会場 plan B
観覧日 2002年6月27日
公演時間 60分
ワールドカップの試合がない日に日程を組んだところはさすが。またこの日も雨だったが、70人ぐらいのお客さんが詰めかける。
今回の公演では、「がんばれ ニッポン!」、「テーマパークに行こう。」、「病院にて」、「ニュース/天気予報」、「二千円」の5本のネタが演じられた。
「がんばれ ニッポン!」は、時節にあわせたW杯のネタ。ブルーのジャパンのユニフォームを着た小出が客席から登場、テレビ中継でおなじみになったシフトのボードを使い、話題を政局にふりながら、濃い内容の時事ネタをもってきた。W杯だけのネタでやったほうが面白かったかもしれないが、ここのところは敢えて政局と結びつけてマニアックにもってきたかったのだろう。ただちょっと重たかったな。
北朝鮮全体をテーマパークに見立てた「テーマパークに行こう。」は、かなりつくりこんであった。最後にあらかじめ客に配ってあった紅白の紙をつかって、マスゲームをさせるという発想はよかったが、展開がなかったのが惜しい。客を使うのだったら、もっと過激に突っ込んでもよかったかもしれない。
ライオンの縫いぐるみ(もちろん小泉)を患者にし、小泉の国会での答弁の録音をつかいながら、それに対して医者が診断していくという「病院にて」は面白かった。
ウルトラマンコスモスの主演俳優の逮捕にひっかけながら、ウルトラセブンが、コスモスに電話するというネタをあいだにはさみながら、おなじみのニュースの時間と天気予報にもっていった。この転換は良かったのではないだろうか。
ニュースと天気予報のポイントのひとつはスピード感なのだが、ニュースのときは、スピードがダウン気味だった。

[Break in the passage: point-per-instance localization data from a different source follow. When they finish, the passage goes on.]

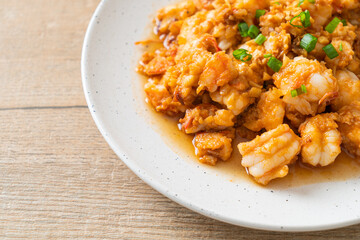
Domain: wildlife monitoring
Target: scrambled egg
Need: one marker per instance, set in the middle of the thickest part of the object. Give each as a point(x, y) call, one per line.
point(283, 74)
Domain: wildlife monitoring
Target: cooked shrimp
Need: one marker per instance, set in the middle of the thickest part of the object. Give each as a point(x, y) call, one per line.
point(267, 156)
point(349, 89)
point(347, 4)
point(212, 146)
point(345, 55)
point(206, 117)
point(321, 86)
point(268, 113)
point(349, 127)
point(320, 140)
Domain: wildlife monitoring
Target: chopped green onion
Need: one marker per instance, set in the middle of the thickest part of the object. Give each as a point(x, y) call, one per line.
point(302, 1)
point(260, 39)
point(294, 93)
point(237, 53)
point(253, 31)
point(259, 13)
point(243, 29)
point(241, 54)
point(299, 26)
point(303, 88)
point(305, 18)
point(330, 51)
point(332, 25)
point(275, 64)
point(308, 42)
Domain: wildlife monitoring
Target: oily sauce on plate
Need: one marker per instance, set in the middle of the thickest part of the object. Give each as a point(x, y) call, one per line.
point(345, 167)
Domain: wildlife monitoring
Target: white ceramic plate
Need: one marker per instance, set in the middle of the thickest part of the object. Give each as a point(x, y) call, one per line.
point(113, 93)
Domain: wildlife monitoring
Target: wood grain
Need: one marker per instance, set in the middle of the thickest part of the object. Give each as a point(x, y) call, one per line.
point(58, 177)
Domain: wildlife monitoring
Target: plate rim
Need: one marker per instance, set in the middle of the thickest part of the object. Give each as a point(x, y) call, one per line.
point(155, 184)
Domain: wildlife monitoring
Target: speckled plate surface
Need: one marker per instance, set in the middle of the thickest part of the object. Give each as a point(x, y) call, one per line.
point(112, 91)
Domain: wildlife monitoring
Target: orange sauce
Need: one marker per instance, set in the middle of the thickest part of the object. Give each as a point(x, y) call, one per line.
point(345, 167)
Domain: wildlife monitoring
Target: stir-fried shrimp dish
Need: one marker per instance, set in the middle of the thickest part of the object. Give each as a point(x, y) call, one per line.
point(283, 75)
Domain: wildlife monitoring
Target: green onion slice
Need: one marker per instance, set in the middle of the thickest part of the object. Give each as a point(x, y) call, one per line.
point(298, 26)
point(259, 13)
point(305, 18)
point(260, 39)
point(302, 1)
point(308, 42)
point(275, 64)
point(243, 29)
point(332, 25)
point(253, 31)
point(330, 51)
point(241, 54)
point(303, 88)
point(294, 93)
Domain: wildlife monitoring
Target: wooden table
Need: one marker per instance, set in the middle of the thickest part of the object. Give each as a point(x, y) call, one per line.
point(58, 177)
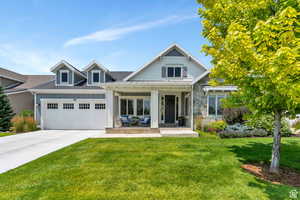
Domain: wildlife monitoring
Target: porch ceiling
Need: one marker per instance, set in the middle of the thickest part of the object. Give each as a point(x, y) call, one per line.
point(148, 86)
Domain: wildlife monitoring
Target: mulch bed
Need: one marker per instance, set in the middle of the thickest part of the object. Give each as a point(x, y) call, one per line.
point(286, 175)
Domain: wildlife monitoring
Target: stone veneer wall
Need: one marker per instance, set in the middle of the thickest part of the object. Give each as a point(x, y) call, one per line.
point(200, 103)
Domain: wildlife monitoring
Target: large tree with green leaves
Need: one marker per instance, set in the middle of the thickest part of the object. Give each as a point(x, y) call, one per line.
point(6, 112)
point(255, 45)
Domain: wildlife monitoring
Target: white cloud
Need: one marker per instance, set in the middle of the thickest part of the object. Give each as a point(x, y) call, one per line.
point(117, 33)
point(27, 61)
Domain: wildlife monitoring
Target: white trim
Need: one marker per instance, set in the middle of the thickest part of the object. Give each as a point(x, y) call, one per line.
point(60, 78)
point(96, 71)
point(34, 106)
point(68, 91)
point(13, 79)
point(161, 54)
point(94, 62)
point(201, 76)
point(220, 88)
point(68, 65)
point(17, 92)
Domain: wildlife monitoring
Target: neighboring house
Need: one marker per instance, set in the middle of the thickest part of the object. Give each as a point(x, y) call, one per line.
point(16, 88)
point(171, 86)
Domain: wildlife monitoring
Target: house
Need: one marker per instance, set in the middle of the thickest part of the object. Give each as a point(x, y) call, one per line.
point(16, 87)
point(172, 86)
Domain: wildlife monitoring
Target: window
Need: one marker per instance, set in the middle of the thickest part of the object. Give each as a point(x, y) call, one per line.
point(177, 71)
point(215, 105)
point(139, 106)
point(64, 74)
point(99, 106)
point(96, 76)
point(127, 107)
point(170, 71)
point(142, 107)
point(84, 106)
point(219, 105)
point(52, 106)
point(174, 72)
point(123, 107)
point(186, 106)
point(130, 106)
point(146, 107)
point(68, 106)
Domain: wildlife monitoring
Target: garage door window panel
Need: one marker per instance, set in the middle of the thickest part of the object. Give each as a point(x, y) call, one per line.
point(68, 106)
point(52, 106)
point(99, 106)
point(84, 106)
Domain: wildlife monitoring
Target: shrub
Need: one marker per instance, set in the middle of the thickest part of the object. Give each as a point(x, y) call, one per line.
point(215, 126)
point(198, 122)
point(23, 124)
point(266, 122)
point(239, 130)
point(6, 112)
point(234, 115)
point(26, 113)
point(296, 124)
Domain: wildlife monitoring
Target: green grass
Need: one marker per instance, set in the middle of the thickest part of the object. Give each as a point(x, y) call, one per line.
point(151, 168)
point(6, 134)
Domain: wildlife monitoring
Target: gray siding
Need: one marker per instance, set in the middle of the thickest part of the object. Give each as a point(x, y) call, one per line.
point(89, 74)
point(58, 75)
point(63, 96)
point(4, 82)
point(78, 78)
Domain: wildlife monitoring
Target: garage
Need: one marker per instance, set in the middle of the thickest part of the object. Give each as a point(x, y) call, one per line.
point(73, 114)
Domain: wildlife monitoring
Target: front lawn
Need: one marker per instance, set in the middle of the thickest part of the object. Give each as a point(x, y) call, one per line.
point(6, 134)
point(151, 168)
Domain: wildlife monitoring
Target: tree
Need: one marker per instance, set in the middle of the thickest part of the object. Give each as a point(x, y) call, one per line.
point(255, 45)
point(6, 112)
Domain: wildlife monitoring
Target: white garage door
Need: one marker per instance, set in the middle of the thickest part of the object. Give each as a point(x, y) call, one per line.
point(73, 114)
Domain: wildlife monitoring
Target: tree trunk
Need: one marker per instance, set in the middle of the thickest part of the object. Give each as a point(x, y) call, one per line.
point(274, 168)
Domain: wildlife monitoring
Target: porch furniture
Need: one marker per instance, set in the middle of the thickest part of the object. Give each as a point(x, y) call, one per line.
point(145, 121)
point(125, 120)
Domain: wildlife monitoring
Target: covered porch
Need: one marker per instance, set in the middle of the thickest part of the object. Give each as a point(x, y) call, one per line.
point(148, 106)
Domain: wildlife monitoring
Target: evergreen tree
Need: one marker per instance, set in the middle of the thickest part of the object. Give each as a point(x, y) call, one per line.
point(6, 112)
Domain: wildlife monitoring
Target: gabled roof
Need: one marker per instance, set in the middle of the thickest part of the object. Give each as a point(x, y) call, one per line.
point(164, 52)
point(5, 73)
point(201, 76)
point(68, 65)
point(31, 81)
point(94, 62)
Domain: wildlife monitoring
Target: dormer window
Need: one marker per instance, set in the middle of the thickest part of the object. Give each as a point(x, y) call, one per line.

最後の二千円札に扮したネタは秀抜だった。一回目の公演のプロジェクトXの鯨の陸あげネタの延長にあると思うのだが、使われない二千円札の哀感が、じんわり伝わりながら、二千円札がつくられたアホな背景も浮かび上がらす完成度が高い作品だった。時事ネタだけでなく、こうした寓話性をもった作品は、小出の持ち味になっていくような気がする。これを最後にもってきたところに、小出の成長を感じる。

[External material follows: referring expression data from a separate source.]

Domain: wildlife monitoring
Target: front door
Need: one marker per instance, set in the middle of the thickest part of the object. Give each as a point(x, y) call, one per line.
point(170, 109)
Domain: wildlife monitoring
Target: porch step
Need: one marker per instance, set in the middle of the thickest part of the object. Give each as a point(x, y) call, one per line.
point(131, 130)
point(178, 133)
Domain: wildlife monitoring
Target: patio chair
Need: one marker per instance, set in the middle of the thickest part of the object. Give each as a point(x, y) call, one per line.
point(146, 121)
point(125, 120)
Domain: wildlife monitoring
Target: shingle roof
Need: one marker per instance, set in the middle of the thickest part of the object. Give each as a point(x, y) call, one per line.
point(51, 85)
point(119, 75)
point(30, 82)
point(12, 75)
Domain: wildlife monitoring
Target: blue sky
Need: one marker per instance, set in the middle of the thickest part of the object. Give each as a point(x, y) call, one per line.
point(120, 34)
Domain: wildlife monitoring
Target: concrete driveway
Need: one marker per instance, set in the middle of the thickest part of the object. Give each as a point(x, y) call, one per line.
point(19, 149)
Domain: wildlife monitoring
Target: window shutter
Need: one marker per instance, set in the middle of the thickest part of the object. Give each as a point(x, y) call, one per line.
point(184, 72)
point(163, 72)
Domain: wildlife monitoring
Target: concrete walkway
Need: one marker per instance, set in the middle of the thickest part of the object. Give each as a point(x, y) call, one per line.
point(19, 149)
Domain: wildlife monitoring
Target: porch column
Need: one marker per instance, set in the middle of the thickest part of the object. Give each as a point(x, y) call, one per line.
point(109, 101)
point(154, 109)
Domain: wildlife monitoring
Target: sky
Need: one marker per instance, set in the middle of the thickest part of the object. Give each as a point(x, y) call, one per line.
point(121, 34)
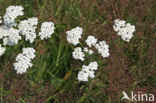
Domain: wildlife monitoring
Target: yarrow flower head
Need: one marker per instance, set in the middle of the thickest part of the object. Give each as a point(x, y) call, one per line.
point(87, 71)
point(103, 49)
point(74, 35)
point(78, 54)
point(91, 41)
point(23, 60)
point(11, 37)
point(28, 28)
point(12, 12)
point(47, 29)
point(2, 50)
point(123, 29)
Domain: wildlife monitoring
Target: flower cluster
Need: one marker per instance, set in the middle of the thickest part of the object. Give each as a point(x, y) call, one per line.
point(2, 50)
point(74, 35)
point(87, 71)
point(47, 29)
point(28, 29)
point(86, 50)
point(23, 60)
point(12, 12)
point(123, 29)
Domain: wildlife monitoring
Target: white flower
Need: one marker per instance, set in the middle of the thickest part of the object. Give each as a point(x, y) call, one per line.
point(2, 50)
point(3, 32)
point(123, 29)
point(11, 37)
point(74, 35)
point(0, 20)
point(78, 54)
point(82, 76)
point(12, 12)
point(47, 29)
point(23, 60)
point(91, 41)
point(103, 49)
point(87, 71)
point(28, 28)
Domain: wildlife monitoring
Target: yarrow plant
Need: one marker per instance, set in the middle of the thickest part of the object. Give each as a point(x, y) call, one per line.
point(28, 28)
point(123, 29)
point(47, 29)
point(11, 32)
point(23, 60)
point(73, 37)
point(2, 50)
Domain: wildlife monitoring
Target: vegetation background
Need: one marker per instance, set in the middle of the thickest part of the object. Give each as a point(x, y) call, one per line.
point(53, 78)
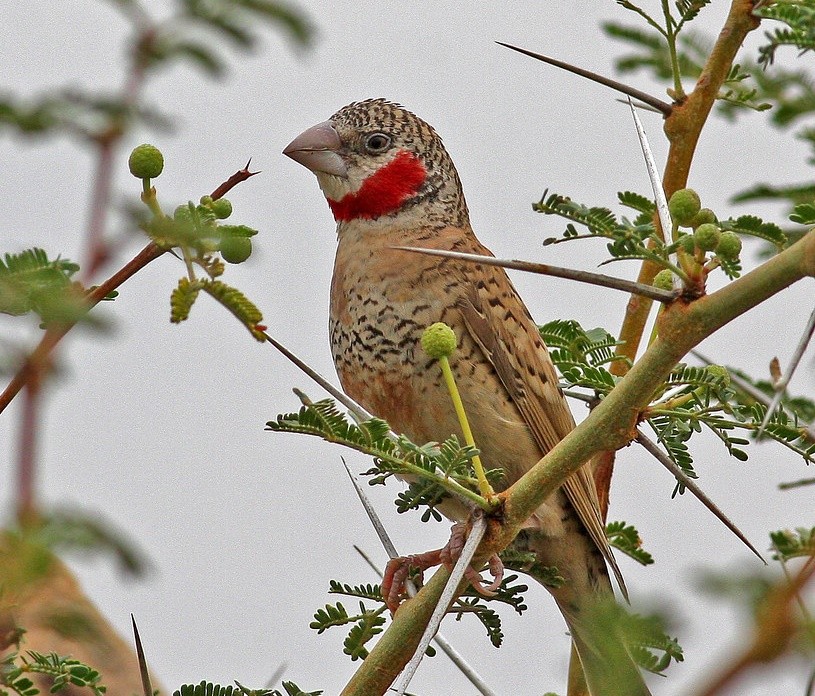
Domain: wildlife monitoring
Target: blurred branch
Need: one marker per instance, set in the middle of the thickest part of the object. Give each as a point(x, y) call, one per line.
point(40, 356)
point(775, 628)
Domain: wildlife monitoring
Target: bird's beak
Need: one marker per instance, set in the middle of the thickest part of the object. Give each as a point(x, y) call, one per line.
point(316, 149)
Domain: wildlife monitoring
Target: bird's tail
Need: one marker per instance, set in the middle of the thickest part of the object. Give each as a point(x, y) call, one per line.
point(584, 596)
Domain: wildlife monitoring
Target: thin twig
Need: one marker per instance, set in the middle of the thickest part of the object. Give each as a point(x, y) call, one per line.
point(663, 107)
point(239, 176)
point(652, 448)
point(447, 596)
point(556, 271)
point(26, 457)
point(755, 394)
point(781, 384)
point(345, 400)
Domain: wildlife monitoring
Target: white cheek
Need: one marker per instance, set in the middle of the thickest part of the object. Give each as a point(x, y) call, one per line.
point(334, 187)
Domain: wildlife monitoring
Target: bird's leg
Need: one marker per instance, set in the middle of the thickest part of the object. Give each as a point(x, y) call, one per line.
point(397, 570)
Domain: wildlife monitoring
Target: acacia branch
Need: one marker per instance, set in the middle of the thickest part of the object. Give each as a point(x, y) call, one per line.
point(54, 334)
point(683, 128)
point(609, 426)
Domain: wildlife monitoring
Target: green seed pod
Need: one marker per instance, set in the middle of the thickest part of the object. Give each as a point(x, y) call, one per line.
point(719, 372)
point(664, 280)
point(235, 249)
point(146, 162)
point(687, 243)
point(222, 208)
point(729, 245)
point(439, 340)
point(707, 236)
point(182, 213)
point(703, 216)
point(683, 205)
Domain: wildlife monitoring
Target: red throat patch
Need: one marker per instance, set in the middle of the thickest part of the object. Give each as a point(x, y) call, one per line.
point(384, 191)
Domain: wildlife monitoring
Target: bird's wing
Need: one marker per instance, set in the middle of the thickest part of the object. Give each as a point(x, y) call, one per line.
point(500, 324)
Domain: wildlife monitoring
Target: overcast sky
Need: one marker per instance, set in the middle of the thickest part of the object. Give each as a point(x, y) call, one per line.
point(160, 428)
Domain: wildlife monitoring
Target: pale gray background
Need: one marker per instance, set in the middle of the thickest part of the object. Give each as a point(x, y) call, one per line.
point(160, 427)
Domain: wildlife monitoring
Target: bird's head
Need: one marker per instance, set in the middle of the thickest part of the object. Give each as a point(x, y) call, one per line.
point(374, 160)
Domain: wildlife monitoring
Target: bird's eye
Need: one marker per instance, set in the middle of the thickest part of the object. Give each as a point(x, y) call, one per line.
point(377, 142)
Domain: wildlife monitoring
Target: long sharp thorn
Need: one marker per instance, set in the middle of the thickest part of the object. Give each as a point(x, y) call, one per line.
point(555, 271)
point(455, 656)
point(663, 107)
point(447, 595)
point(379, 528)
point(652, 448)
point(345, 400)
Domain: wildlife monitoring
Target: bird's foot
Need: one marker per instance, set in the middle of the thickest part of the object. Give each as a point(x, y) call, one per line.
point(398, 569)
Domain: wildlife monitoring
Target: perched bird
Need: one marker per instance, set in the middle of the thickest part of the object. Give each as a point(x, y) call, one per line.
point(389, 181)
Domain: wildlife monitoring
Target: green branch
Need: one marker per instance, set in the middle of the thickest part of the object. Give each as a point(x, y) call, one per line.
point(610, 426)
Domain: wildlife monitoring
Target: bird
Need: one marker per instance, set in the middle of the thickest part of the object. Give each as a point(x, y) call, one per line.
point(390, 182)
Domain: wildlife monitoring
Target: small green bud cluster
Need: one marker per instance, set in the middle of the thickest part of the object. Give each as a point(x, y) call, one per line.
point(664, 280)
point(146, 162)
point(719, 372)
point(687, 211)
point(439, 340)
point(196, 226)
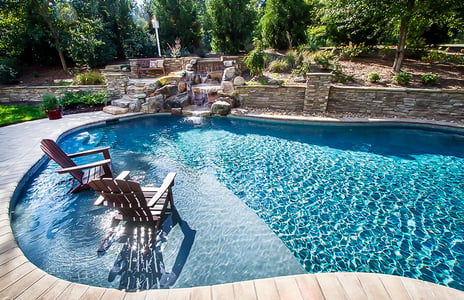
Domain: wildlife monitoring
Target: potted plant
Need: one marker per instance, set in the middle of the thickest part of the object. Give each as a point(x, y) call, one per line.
point(52, 107)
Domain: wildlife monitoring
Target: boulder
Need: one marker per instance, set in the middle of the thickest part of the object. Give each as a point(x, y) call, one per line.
point(229, 74)
point(220, 108)
point(181, 86)
point(227, 87)
point(135, 105)
point(115, 110)
point(123, 103)
point(239, 80)
point(168, 90)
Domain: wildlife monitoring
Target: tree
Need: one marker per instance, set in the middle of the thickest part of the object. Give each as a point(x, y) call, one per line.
point(178, 18)
point(284, 23)
point(230, 23)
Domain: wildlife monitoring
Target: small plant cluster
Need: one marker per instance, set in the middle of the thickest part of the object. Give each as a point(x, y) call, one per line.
point(402, 78)
point(351, 51)
point(7, 74)
point(89, 78)
point(373, 77)
point(429, 79)
point(437, 56)
point(74, 99)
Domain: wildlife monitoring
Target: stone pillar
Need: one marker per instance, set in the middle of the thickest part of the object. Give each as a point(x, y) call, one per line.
point(317, 92)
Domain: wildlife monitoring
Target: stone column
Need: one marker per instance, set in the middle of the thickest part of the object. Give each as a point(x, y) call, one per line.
point(317, 92)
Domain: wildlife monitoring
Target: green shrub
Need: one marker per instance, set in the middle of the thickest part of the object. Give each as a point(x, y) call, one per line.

今回は、かなり構成を気にしながらつくってきたような気がする。ネタのひとつひとつの面白さ、インパクトも大事だと思うのだが、それをどうつないでいくのか、それを意識的にやりはじめたことが見えた公演だった。それが今回の公演の一番の収穫だったように思える。

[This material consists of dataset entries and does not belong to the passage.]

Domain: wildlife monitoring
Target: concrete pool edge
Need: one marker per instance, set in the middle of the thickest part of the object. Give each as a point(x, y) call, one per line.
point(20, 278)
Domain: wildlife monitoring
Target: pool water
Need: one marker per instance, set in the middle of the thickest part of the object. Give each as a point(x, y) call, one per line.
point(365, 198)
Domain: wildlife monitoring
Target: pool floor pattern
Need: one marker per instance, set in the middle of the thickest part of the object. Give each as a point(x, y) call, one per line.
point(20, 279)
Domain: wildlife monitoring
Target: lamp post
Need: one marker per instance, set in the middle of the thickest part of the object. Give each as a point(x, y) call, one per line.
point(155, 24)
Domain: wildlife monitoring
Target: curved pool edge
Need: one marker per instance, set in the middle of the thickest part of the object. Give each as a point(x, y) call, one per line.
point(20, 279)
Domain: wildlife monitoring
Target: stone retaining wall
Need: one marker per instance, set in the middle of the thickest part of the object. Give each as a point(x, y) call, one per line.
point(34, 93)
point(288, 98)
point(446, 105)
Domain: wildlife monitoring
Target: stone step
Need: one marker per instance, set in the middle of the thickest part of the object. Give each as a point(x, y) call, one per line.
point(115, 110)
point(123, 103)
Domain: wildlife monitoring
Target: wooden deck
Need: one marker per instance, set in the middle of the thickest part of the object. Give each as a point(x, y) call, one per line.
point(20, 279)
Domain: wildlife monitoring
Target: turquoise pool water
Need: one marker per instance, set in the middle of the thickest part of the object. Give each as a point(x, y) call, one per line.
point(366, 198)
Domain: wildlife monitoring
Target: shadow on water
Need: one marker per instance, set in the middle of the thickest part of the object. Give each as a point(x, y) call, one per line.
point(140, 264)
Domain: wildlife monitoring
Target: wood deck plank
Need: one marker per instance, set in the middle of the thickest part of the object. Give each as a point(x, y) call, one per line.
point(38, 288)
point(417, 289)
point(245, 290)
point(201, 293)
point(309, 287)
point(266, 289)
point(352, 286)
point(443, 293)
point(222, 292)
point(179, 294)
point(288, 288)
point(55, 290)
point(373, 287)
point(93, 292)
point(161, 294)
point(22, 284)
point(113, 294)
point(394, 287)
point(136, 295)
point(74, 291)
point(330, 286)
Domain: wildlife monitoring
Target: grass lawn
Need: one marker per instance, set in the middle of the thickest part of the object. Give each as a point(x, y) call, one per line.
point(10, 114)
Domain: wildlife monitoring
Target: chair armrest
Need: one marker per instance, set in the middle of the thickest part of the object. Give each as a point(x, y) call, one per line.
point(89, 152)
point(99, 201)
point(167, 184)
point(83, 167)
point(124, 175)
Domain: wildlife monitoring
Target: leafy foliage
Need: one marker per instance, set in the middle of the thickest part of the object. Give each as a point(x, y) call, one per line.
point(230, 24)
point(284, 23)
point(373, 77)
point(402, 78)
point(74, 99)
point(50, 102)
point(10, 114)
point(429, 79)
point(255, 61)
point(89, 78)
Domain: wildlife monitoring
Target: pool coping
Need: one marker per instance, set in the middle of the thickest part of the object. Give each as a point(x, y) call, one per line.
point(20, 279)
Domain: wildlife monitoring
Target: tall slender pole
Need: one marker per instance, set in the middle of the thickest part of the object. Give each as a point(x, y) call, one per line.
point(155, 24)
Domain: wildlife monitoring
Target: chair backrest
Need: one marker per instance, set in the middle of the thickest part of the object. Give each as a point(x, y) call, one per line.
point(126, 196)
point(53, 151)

テンションの高さで突っ走っていく小出もいいが、その時のテンションだけで左右されないものをつくっていくことが実は大事なことで、それが芸というものになっていくのだと思う。
ただ少しテンションがおちたとか、客に媚びていたのではという声もないわけではなかった。このあたりから、ソロライブを続けるうえでの最初の正念場がはじまったといえるかもしれない。
お笑いプロデューサー木村万里さんも毎日新聞東京版に連載している「東京お笑
い漂流記」というコラムの中で、このライブについて書いています。